Buzz Breakdown
Expect a freight-train hybrid high: first a euphoric head-rush that turns your inner monologue into a TED Talk, then a full-body gravity upgrade that staples you to the nearest soft surface. Great for brainstorming terrible business ideas you’ll forget by morning.
Flavor & Funk
On the nose: 90s skunk sprayed with lemon pledge. On the tongue: earthy hash chased by peppery citrus that lingers like that one friend who won’t leave the after-party.

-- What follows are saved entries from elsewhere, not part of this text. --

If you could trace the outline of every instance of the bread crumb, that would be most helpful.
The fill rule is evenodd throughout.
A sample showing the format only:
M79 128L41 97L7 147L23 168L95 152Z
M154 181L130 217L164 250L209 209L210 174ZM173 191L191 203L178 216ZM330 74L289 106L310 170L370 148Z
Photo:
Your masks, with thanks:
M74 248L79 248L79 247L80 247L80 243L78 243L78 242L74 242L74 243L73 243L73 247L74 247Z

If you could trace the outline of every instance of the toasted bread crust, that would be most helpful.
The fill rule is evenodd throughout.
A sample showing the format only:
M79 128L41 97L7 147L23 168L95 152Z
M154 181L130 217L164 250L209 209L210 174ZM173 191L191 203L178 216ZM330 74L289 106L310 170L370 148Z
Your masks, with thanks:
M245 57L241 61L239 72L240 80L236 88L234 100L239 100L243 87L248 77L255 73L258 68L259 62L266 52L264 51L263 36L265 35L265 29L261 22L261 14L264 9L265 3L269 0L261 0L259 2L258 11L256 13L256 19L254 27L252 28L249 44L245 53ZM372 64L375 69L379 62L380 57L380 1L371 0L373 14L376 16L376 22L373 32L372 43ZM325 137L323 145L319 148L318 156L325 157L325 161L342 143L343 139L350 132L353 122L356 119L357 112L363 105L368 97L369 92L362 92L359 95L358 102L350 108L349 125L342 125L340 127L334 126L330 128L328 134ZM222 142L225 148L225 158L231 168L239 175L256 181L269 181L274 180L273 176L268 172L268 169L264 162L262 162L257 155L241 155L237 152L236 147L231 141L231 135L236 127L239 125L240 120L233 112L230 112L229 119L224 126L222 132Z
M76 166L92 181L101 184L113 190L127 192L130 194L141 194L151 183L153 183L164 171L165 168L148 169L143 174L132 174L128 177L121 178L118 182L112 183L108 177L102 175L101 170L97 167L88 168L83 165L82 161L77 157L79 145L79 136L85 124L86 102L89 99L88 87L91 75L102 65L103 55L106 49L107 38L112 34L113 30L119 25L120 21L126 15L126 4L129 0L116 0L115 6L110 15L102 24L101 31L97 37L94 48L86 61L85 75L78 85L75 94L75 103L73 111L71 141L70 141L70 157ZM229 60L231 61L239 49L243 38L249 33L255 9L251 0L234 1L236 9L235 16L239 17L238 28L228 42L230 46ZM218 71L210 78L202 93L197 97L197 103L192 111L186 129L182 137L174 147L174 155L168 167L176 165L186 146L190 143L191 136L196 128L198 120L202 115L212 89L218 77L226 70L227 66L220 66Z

Terp squad is led by myrcene (couch glue), caryophyllene (spicy bite), and limonene (mood elevator).
Grower Gossip
Seed to stash in 8-10 weeks—basically microwave popcorn for stoners. Stays under 110 cm, laughs at mildew, and pumps out dense triangular colas that look like green witch hats. Just don’t top her late; autoflowers have the patience of a DMV employee on break.
Medical Maybes
Patients report relief from chronic stress, minor aches, and the crushing realization that your group chat is just digital screaming into the void. Sedative enough to KO insomnia, cerebral enough to make Spotify playlists feel profound.
Who Should Hit It
Perfect for closet growers, impatient stoners, and anyone who wants to visit the astral plane but can’t commit to a twelve-week photoperiod vacation. Not recommended for first-date pre-rolls unless your date also believes the moon landing was faked.